Написанное по возвращении в Лондон письмо было составлено в осторожных выражениях и практически ничего не говорило о предстоящей работе. Тем не менее содержащиеся в нем намеки звучали достаточно соблазнительно, чтобы заманить художника в Англию. Осторожные ссылки на талант и репутацию мастера вкупе с обещанием щедрого вознаграждения сделали свое дело. Однако ж теперь, залучив Лабросса в свой дом, Мориарти все более сомневался в правильности первоначального решения. За то время, что прошло после их последней встречи, француз изменился не в лучшую сторону: его неуравновешенность проявлялась очевиднее, мания величия стала заметнее, словно яд, проникавший в него с абсентом, еще глубже вгрызся в мозг.
— Видите ли, — продолжал Лабросс, — мой талант уникален.
— В противном случае я бы не послал за вами, — спокойно заметил Мориарти. Ложь далась ему легко.
— Это поистине Божий дар. — Лабросс поправил пестрый шелковый платок у себя на горле. — Божий дар. Будь Господь художником, Он являл бы свою истину миру через меня. Я определенно был бы Христом-художником.
— Вы, несомненно, правы.
— Мой дар заключается в том, что при копировании картины я с величайшим вниманием отношусь к деталям. Результат получается такой, как если бы художник одновременно написал две картины. Мне трудно это объяснить, но я как будто сам становлюсь тем художником. Если копирую Тициана, я — Тициан. Копирую Вермеера, я — голландец. Несколько недель назад я написал одну замечательную вещь. Художника зовут Ван Гог. Импрессионист.

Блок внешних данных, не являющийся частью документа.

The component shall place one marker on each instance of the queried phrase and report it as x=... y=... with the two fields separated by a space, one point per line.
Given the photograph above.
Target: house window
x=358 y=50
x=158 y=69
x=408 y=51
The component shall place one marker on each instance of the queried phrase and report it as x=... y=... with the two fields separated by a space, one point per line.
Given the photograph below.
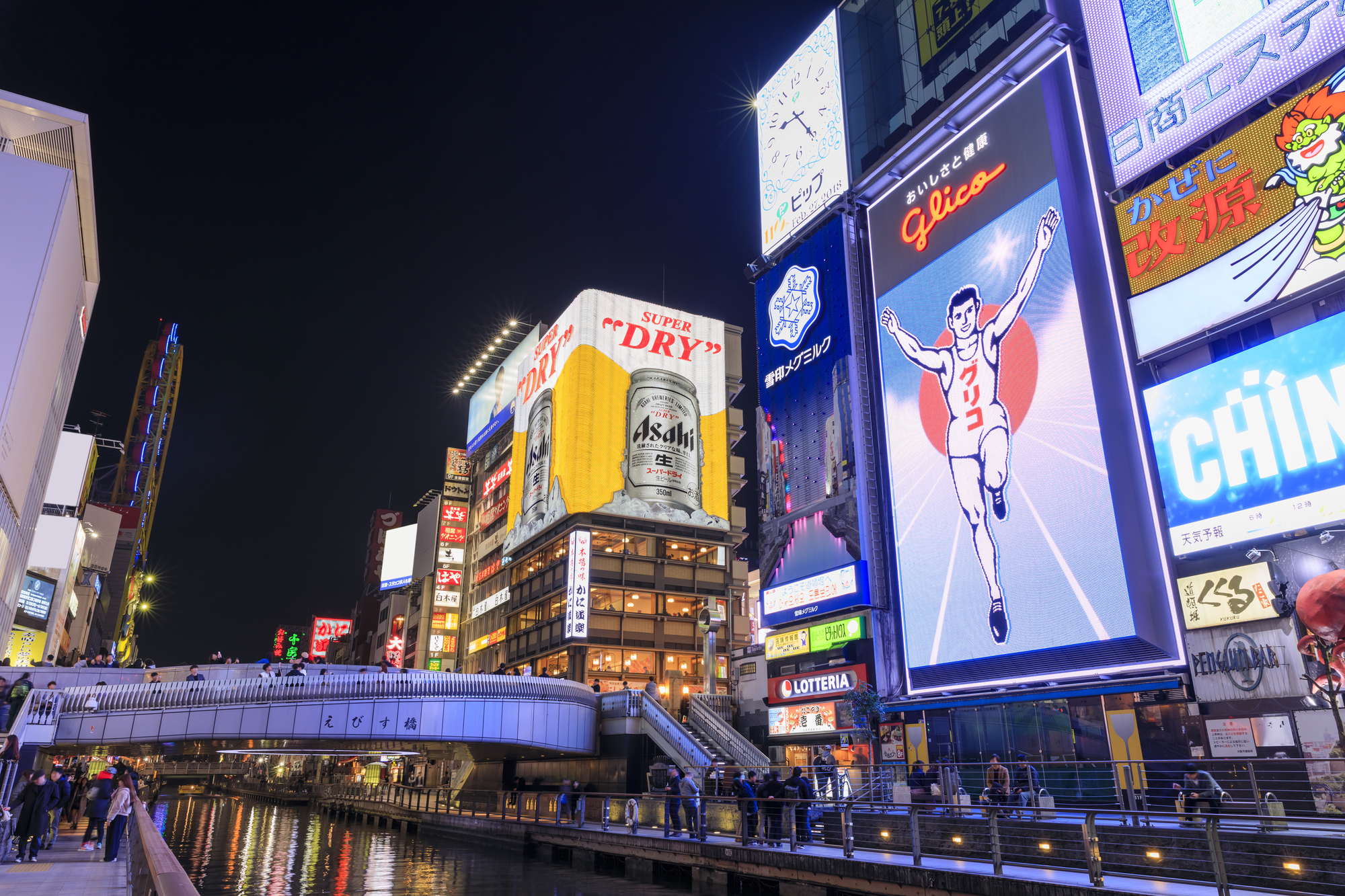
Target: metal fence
x=321 y=688
x=1198 y=845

Так вот, пока работал, у меня постоянно болело ухо. Талант — страшная сила.
— Вижу, вы весьма высокого мнения о себе. Но не настолько высокого, чтобы отказаться скопировать шедевр за деньги.

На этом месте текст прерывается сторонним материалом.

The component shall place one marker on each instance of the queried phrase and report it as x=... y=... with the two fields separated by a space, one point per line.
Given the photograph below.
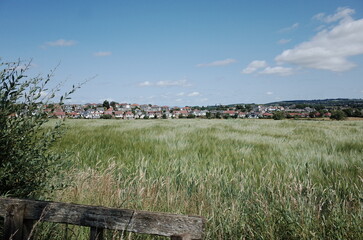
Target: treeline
x=338 y=102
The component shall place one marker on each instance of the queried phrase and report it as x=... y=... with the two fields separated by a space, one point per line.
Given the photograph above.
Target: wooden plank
x=13 y=223
x=163 y=224
x=28 y=228
x=96 y=234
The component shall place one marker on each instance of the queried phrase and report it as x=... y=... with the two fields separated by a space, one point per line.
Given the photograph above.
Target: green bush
x=106 y=116
x=25 y=160
x=338 y=115
x=278 y=115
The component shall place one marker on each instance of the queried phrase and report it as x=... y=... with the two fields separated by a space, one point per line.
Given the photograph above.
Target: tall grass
x=250 y=179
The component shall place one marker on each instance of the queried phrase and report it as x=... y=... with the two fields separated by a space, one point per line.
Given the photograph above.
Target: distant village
x=128 y=111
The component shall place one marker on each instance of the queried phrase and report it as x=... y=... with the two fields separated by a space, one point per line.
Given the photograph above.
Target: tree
x=113 y=104
x=26 y=162
x=338 y=115
x=278 y=115
x=106 y=104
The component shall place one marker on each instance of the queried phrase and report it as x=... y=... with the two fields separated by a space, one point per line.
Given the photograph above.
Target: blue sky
x=187 y=52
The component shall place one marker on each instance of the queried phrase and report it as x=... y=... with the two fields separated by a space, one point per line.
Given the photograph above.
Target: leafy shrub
x=25 y=160
x=338 y=115
x=278 y=115
x=106 y=116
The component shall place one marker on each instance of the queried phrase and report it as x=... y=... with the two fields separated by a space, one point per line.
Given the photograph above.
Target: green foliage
x=338 y=115
x=113 y=104
x=250 y=179
x=278 y=115
x=105 y=116
x=106 y=104
x=25 y=160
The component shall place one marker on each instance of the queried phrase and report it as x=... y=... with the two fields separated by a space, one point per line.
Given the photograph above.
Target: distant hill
x=340 y=102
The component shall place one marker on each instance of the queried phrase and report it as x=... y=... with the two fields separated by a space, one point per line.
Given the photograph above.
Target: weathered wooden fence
x=20 y=216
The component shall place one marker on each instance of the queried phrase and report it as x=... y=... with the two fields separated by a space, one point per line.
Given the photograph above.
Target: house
x=109 y=111
x=119 y=114
x=267 y=115
x=241 y=115
x=229 y=113
x=181 y=113
x=129 y=115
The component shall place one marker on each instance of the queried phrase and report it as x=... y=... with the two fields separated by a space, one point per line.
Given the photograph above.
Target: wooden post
x=27 y=229
x=96 y=233
x=181 y=237
x=13 y=224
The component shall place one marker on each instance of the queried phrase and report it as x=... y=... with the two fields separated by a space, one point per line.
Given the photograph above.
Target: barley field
x=250 y=179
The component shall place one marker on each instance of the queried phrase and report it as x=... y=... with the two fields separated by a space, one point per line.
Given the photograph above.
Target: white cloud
x=180 y=83
x=217 y=63
x=284 y=41
x=290 y=28
x=329 y=49
x=61 y=43
x=254 y=66
x=145 y=84
x=102 y=54
x=342 y=13
x=193 y=94
x=282 y=71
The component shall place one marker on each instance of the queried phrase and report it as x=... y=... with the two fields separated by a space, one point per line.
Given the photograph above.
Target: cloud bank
x=217 y=63
x=180 y=83
x=330 y=48
x=61 y=43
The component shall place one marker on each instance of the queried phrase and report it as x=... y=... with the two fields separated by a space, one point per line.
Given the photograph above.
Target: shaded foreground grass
x=250 y=179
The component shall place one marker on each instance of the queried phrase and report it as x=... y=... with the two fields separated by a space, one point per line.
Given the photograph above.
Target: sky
x=188 y=52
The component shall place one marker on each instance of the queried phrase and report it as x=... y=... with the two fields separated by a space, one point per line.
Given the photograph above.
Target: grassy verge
x=251 y=179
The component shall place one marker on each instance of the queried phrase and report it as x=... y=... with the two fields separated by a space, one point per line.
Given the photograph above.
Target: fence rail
x=20 y=215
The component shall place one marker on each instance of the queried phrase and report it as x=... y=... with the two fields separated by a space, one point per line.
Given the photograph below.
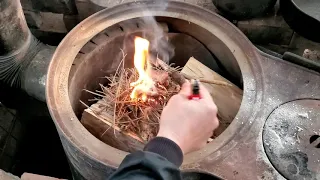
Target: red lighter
x=195 y=90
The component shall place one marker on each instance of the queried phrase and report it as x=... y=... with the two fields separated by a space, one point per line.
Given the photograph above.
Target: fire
x=144 y=85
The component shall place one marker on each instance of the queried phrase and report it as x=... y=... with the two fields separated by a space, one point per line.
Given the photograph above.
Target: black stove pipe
x=23 y=59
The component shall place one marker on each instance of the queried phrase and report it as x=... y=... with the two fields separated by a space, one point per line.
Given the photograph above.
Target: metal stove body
x=275 y=134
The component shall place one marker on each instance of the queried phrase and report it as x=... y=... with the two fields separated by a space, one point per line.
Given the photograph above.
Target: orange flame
x=145 y=83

— На одном хлебе не проживешь.
Мориарти нахмурился, стараясь уследить за логикой рассуждений француза.
— Так сколько, вы говорите, можете заплатить за копию «Джоконды»?
— Мы еще не обсуждали денежный вопрос, но раз уж вы завели речь, скажу. Я обеспечу вас питанием, дам помощника и выплачу по завершении работы пятьсот фунтов.
Лабросс издал звук, схожий с тем, что испускает кошка, когда ей наступят на хвост.
— Никакой помощник мне не нужен. Пятьсот фунтов? За пятьсот фунтов я даже Тернера копировать не стану. Мы здесь говорим о великом Леонардо.
— Помощник нужен. Вам он будет готовить, чтобы не отвлекались, а мне — докладывать о ходе работы. Сумма окончательная. Пятьсот фунтов. И за эти деньги мне нужно качество. Вы прекрасно понимаете, что картина необходима для большого розыгрыша. И выглядеть она должна убедительно.
— У меня все работы смотрятся убедительно. Если я берусь сделать «Джоконду», то это и будет «Джоконда». Разницы даже эксперты не обнаружат.
— В данном случае обнаружат, — твердо сказал Мориарти. — На картине будет скрытый изъян.
— Никаких изъянов! Тем более за жалкие пятьсот фунтов.
— Что ж, в таком случае мне придется обратиться в другое место.
Уловил ли Лабросс прозвучавшую в голосе Профессора ледяную нотку? Трудно сказать.
— Самое меньшее — тысяча.
Мориарти поднялся и вышел из-за стола.
— Я сейчас вызову горничную и распоряжусь позвать пару моих слуг. Тех, что поздоровее. Вас выбросят отсюда на улицу вместе с чемоданом. А ночь сегодня холодная.
— Ну, может быть, я соглашусь за восемьсот фунтов. Может быть.
— Достаточно. Я не намерен это слушать. — Мориарти дернул за шнурок.
— С вами трудно иметь дело. Хорошо, хорошо… пятьсот.
— Пятьсот фунтов и кое-что сверху. Включая одно слово на дереве — я специально купил кусок старого тополя. Вы напишете это слово до начала работы, в правом нижнем углу.
— С одним я все же согласиться не могу. Никаких помощников. Я работаю один.